Corporate raiders are at the gates of pro sports

The future of franchise-based leagues and pro tours may hang in the balance as big-money investors look to strip out superstars

Bruce DowbigginIn business they’re called corporate raiders. People who buy up a publicly traded stock whose assets are thought to be undervalued. They then strip out the valuable assets and sell them at a large profit, leaving the shell of a company behind.

The world of sports has been largely immune to raider capitalism so far. But the barbarians are at the gates in several high-profile instances as big-money investors look to strip out the superstars from the chaff. And the future of franchise-based leagues and pro sports tours may hang in the balance.

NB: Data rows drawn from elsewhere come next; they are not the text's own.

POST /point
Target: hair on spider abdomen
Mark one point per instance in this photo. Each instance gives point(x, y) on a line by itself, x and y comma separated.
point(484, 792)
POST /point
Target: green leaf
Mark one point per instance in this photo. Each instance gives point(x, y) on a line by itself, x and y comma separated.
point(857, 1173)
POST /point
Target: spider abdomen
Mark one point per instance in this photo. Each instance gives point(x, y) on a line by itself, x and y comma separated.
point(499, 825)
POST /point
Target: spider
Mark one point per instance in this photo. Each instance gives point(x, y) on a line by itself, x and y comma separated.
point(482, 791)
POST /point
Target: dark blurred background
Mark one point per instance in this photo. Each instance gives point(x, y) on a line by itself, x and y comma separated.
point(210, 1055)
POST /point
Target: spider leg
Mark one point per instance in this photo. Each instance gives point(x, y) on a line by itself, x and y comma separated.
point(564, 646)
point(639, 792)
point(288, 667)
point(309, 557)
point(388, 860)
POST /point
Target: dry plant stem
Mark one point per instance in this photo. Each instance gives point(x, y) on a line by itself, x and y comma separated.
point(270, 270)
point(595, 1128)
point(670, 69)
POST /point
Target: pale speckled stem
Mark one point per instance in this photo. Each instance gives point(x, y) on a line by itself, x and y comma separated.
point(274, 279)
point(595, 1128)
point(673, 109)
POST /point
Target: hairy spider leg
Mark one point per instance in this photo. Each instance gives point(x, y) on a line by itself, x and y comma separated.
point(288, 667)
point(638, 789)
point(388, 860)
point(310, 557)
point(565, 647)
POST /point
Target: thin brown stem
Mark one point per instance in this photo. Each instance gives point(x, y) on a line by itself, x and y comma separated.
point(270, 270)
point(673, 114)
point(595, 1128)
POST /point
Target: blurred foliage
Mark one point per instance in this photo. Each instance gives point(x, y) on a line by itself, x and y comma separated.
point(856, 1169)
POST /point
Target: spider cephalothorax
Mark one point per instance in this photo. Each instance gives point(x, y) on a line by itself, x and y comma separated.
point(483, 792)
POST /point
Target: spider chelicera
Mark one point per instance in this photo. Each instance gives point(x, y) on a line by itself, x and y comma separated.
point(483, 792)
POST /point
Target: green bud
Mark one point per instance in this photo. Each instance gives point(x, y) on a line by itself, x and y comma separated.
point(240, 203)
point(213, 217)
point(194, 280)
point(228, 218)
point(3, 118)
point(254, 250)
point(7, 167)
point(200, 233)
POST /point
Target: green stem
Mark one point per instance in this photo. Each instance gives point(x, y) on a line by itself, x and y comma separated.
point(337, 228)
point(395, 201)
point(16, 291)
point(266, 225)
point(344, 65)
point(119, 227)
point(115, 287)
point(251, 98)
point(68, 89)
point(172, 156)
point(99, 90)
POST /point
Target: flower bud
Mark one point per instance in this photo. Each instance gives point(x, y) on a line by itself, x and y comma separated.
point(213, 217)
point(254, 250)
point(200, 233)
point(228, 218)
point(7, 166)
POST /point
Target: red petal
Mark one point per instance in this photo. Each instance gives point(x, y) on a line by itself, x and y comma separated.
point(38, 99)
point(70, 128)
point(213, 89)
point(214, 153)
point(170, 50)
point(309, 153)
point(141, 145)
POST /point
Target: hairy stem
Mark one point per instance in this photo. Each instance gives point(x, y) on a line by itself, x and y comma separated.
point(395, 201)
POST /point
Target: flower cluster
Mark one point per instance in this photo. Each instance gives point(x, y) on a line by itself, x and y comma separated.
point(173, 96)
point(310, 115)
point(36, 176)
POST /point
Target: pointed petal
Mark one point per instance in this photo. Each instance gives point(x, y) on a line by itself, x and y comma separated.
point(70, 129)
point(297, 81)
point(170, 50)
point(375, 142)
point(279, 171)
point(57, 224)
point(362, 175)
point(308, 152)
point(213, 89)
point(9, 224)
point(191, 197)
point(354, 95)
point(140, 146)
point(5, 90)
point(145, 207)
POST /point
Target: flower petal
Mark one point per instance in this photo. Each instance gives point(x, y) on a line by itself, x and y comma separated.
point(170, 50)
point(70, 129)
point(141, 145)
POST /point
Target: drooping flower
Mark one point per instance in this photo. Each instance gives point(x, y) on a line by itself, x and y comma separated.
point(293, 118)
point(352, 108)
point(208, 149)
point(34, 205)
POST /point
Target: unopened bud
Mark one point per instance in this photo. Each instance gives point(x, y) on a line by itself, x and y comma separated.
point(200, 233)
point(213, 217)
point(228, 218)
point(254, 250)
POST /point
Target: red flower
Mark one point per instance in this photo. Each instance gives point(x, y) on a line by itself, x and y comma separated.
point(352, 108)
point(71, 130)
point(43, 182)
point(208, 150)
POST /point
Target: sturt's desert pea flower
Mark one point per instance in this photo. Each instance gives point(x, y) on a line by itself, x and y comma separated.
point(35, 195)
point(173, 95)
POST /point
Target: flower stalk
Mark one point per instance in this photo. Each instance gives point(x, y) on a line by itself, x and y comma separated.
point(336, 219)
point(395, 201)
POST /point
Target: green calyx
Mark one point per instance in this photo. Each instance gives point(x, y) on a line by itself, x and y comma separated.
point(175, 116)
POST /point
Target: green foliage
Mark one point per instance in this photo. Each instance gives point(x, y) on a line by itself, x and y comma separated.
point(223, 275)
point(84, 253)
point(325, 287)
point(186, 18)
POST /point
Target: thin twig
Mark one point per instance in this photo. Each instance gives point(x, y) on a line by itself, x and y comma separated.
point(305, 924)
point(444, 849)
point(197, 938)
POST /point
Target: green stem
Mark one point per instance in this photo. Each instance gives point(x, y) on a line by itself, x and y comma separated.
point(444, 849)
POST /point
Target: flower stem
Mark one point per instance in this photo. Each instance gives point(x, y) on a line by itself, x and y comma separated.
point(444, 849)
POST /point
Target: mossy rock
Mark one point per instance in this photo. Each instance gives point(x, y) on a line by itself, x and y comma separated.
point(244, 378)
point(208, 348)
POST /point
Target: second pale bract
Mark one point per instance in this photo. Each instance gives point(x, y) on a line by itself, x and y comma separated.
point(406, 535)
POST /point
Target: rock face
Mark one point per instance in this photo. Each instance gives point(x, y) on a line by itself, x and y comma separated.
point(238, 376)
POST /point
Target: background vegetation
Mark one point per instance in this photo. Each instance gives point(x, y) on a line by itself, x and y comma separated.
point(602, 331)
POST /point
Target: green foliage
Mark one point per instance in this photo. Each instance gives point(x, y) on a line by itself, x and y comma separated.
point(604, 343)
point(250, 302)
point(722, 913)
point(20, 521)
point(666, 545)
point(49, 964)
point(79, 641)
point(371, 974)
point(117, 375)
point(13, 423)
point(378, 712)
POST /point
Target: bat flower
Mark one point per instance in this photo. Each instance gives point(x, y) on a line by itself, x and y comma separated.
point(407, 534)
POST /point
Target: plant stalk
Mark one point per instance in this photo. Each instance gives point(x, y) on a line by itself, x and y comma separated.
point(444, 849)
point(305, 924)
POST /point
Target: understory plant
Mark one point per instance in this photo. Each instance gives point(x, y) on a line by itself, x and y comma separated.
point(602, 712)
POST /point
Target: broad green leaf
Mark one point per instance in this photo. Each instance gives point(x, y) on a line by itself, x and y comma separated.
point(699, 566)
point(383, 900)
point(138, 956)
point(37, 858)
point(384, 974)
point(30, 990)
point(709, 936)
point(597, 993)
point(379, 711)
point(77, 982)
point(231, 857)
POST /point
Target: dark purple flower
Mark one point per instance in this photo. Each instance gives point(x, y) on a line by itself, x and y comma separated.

The most prominent example is in golf, where the Premier Golf League is making a concerted pitch to pull the stars of the men’s sport away from the PGA Tour and PGA European Tour. According to a report from Golf Channel, it would feature an 18-event schedule from January to September with 48 players at each event and big-money payouts. Journeymen will not be invited.

It’s not a new idea in golf. Investors using former world number one Greg Norman as their front man tried the same tactic as far back as the 1980s. But the combination of Norman’s reputation with fellow pros and the lack of a digital media marketplace stalled the idea. This time, with integrated media and innovation in travel, it could succeed.

Rory McIlroy confirmed he’s talked to the people behind the idea to create a league of extraordinary golfing gentlemen. “You know, it’s a hard one. … I love the PGA Tour, but these guys have exploited a couple of holes in the system, the way golf at the highest level is nowadays and how it’s sort of transitioned from a competition tour to entertainment. Right? It’s on TV, it’s people coming out to watch. It’s definitely a different time than what it was before.”

Indeed, it’s a different time. As Tiger Woods’ career winds down, fans are moving away from fields without superstars toward appointment watching at the Masters, the Open Championship, the FedEx Cup or the Ryder Cup. Already the PGA Tour has moved to hype these premier events while transitioning lesser attractions such as the Houston Open or the Greenbrier Classic to its fall schedule, where they’re lost against the National Football League season.

The goal is to attract a world golf audience with an appetite for elite stars.

It’s the recipe European soccer has adopted to become a global power, creating elite teams populated by superstars in high-profile competitions and beaming them globally. It’s one of the reasons soccer now has a firm foothold in North America after decades of trying. Younger consumers are star-obsessed compared to their parents and have less loyalty to traditional brands and crest-on-the-chest purchasing.

The Premier Golf League is likely not ready to launch before 2022, but it has caught the attention of the PGA Tour. Commissioner Jay Monahan has let players know that if they play the PGA Tour they will not be allowed to play the competitor. There will be no cherry-picking of the PGA Tour’s top events while cashing huge cheques with the Premier Golf League.

The parallels in the tennis world are obvious, although no one has come forward yet to exploit a superstar tour. In part this is because the men’s ATP Tour has been dominated by three superstars the past generation. With Novak Djokovic’s win at the Australian Open on Sunday, no one outside of him, Rafael Nadal and Roger Federer has won a men’s singles Grand Slam since 2016, when Stan Wawrinka won the U.S. Open singles title. But with a wider pool of winners, they too could be vulnerable to corporate raiding.

The major pro sports leagues in North America remain happy with their configurations but there could be some shocks ahead as new buyers enter the market for the broadcast and digital rights to their products. With Amazon, Google and Apple swooping in to bid against the traditional networks, the value of the premier attractions – post-season play – is likely to play an important part in who pays how much for which events.

Could the leagues create a buffet of rights to maximize the payout for major events while selling the rest as a loss-leader?

All the leagues have new contracts due in the next five years so the dynamic should be interesting.

While the top leagues are stable in the number of franchises – or still expanding like the National Hockey League – Major League Baseball has decided that it’s time to reduce its obligations by eliminating many of the traditional teams it has supported since farm systems began in the 1940s. At the peak, the St. Louis Cardinals boasted 20 affiliations, the New York Yankees had 21 and the Brooklyn Dodgers had agreements with 25 minor league teams.

Now MLB is looking at ditching 42 clubs from its payrolls, leaving many teams to fend for themselves – likely in independent leagues. Unless it helps the bottom line for the elite teams, the public isn’t likely to rescue these clubs.

Is this the thin edge of the wedge as corporate raiders strip out the media assets of leagues and sports?

Golf may show the way.

Troy Media columnist Bruce Dowbiggin career includes successful stints in television, radio and print. A two-time winner of the Gemini Award as Canada’s top television sports broadcaster, he is also the publisher of Not The Public Broadcaster.